Shares of Lululemon Athletica dropped 6.2% in after-hours on Tuesday after the company said that it is “cautiously optimistic with regard to the holiday season” and expects 3Q profit to plunge as much as 20%.

Meanwhile, Lululemon (LULU) reported 2Q results which exceeded analysts’ expectations fueled by a 155% surge in direct-to-consumer sales. However, the The yoga wear and athletic apparel retailer anticipates 3Q adjusted profit to decline up to 20% year-over-year due to higher marketing expenses.

Lululemon’s 2Q revenues rose 2% to $902.9 million year-on-year, surpassing analysts’ expectations of $857.1 million. The retailer’s adjusted EPS plunged 23% to $0.74, beating Street estimates of $0.56 during the same comparative period. Profit dropped mainly due to increased cost of revenue and higher SG&A expenses because of temporary store closures, reduced operating hours, and limited guest occupancy amid the COVID-19 pandemic. (See LULU stock analysis on TipRanks).

Following its earnings, Guggenheim analyst Robert Drbul raised the stock’s price target to $400 (14.6% upside potential) from $350 and reiterated a Buy rating.
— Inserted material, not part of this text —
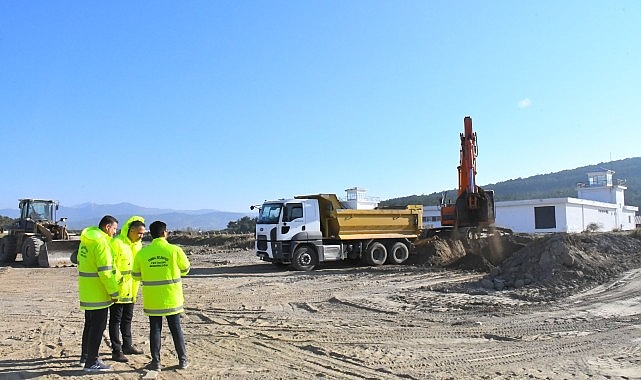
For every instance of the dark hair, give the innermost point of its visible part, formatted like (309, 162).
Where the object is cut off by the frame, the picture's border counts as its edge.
(157, 229)
(135, 224)
(106, 220)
Drbul stated that “We continue to view LULU as one of the strongest brands in retail, with favorable secular tailwinds today (health/wellness, casualization, increased fitness activity, including at-home via MIRROR).”

Currently, the Street has a cautiously optimistic outlook on the stock. The Moderate Buy analyst consensus is based on 17 Buys and 10 Holds. With shares up nearly 51% so far this year, the average price target of $369.17 implies further upside potential of about 5.5%.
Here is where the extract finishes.